Norman Wilkinson produced stunning illustrations for railway posters from the 1920s to the 1950s. I was captivated by the way he crafted stylish vistas from his landscape subject, breaking the scene down into planes of solid colour whilst retaing key details. His treatment of cloudy skies, always a favourite subject of mine, was particularly masterful.
Brian Cook took similar subject matter - rolling countryside and dramatic skies - for his dust jacket illustrations for publishers Batsford. His treatment of the subject was similar to that of Wilkinson but his pictures are often brighter, and more intimate, in contrast to the epic vistas of the railway posters.

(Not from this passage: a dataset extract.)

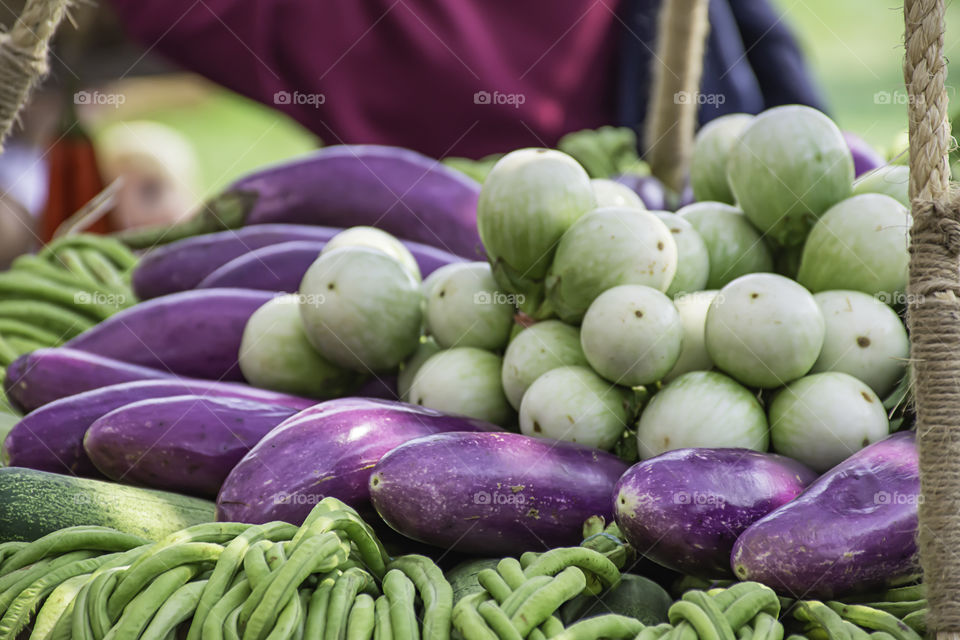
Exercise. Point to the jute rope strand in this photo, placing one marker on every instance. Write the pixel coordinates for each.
(933, 313)
(672, 112)
(23, 56)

Kersey, Suffolk - Brian Cook 1932
The Cairngorm Mountains - Norman Wilkinson
The Stow painting in progress.
Stow on the Wold - my first take on the railway poster style.
So in early 2016, taking what I had learnt from studying these masters of design, I set about on a large oil painting of Stow-on-the-Wold. I was excited by the way the painting came together; I achieved some of the planes of pure colour I had been seeking whilst keeping a looser approach to the foreground details.
Given the graphic quality of the image I had created it seemed a logical step to try the picture in the context of a railway poster design and so, with the encouragement of Don Bryson of Artysan, my railway posters were born.
My intention was to pay homage to the posters of the past whilst presenting my own vision of the Cotswold landscape as I have experienced it. I decided to make the posters into limited edition prints so that each one would be affordable but at the same time a work of art that will last a lifetime.